The present application also provides a computer program product comprising a computer program (which may also be referred to as code, or instructions) which, when run on a computer, is capable of performing the method of the above embodiments corresponding to an image processing device.
Those of ordinary skill in the art will appreciate that the various illustrative modules and algorithm steps described in connection with the embodiments disclosed herein may be implemented as electronic hardware, or combinations of computer software and electronic hardware. Whether such functionality is implemented as hardware or software depends upon the particular application and design constraints imposed on the solution. Skilled artisans may implement the described functionality in varying ways for each particular application, but such implementation decisions should not be interpreted as causing a departure from the scope of the present application.
It will be clearly understood by those skilled in the art that, for convenience and brevity of description, specific working procedures of the above-described system, apparatus and module may refer to corresponding procedures in the foregoing method embodiments, which are not repeated herein.

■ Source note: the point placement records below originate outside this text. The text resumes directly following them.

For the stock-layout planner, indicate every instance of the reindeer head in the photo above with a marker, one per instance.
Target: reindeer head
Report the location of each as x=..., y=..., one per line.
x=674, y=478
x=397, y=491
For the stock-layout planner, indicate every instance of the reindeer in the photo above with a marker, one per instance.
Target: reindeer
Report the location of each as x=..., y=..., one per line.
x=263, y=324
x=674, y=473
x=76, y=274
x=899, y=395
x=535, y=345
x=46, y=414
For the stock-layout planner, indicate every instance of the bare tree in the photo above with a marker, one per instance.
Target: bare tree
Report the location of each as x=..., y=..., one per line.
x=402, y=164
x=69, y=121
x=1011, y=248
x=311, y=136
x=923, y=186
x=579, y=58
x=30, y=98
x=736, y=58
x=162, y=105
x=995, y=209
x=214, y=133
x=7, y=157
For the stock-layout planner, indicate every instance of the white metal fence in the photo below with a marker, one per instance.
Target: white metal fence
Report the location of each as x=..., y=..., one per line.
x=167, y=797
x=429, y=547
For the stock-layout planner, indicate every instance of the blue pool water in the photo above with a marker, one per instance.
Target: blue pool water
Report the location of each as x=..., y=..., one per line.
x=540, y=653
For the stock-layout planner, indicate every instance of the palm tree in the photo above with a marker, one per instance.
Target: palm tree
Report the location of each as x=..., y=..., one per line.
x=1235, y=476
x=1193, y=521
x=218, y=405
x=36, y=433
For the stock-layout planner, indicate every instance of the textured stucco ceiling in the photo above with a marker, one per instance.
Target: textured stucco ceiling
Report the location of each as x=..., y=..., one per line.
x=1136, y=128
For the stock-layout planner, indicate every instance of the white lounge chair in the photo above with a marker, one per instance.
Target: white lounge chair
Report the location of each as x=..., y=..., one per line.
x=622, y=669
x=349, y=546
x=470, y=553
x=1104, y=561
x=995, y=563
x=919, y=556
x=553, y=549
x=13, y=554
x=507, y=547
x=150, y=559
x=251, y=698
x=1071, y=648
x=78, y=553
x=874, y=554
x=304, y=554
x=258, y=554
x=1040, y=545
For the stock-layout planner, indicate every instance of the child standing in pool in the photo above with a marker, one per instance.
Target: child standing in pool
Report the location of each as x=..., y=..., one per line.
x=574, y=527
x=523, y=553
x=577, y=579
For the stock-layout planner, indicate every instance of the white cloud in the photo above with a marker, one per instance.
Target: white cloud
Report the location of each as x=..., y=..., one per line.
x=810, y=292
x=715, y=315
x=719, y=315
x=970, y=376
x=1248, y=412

In the several embodiments provided by the present application, it should be understood that the disclosed systems, devices, and methods may be implemented in other manners. For example, the apparatus embodiments described above are merely illustrative, and for example, the division of the modules is merely a logical function division, and there may be additional divisions when actually implemented, for example, multiple modules or components may be combined or integrated into another system, or some features may be omitted or not performed. Alternatively, the coupling or direct coupling or communication connection shown or discussed with each other may be an indirect coupling or communication connection via some interfaces, devices or modules, which may be in electrical, mechanical, or other forms.
The modules described as separate components may or may not be physically separate, and components shown as modules may or may not be physical modules, i.e., may be located in one place, or may be distributed over a plurality of network modules. Some or all of the modules may be selected according to actual needs to achieve the purpose of the solution of this embodiment.
In addition, each functional module in each embodiment of the present application may be integrated into one processing module, or each module may exist alone physically, or two or more modules may be integrated into one module.
The functions, if implemented in the form of software functional modules and sold or used as a stand-alone product, may be stored in a computer-readable storage medium. Based on this understanding, the technical solution of the present application may be embodied essentially or in a part contributing to the prior art or in a part of the technical solution, in the form of a software product stored in a storage medium, comprising several instructions for causing a computer device (which may be a personal computer, a server, a network device, etc.) to perform all or part of the steps of the method according to the embodiments of the present application. And the aforementioned storage medium includes: a U-disk, a removable hard disk, a read-only memory (ROM), a random access memory (random access memory, RAM), a magnetic disk, or an optical disk, or other various media capable of storing program codes.
The foregoing is merely a specific implementation of the present application, but the scope of the embodiments of the present application is not limited thereto, and any person skilled in the art may easily think about changes or substitutions within the technical scope of the embodiments of the present application, and all changes and substitutions are included in the scope of the embodiments of the present application. Therefore, the protection scope of the embodiments of the present application shall be subject to the protection scope of the claims.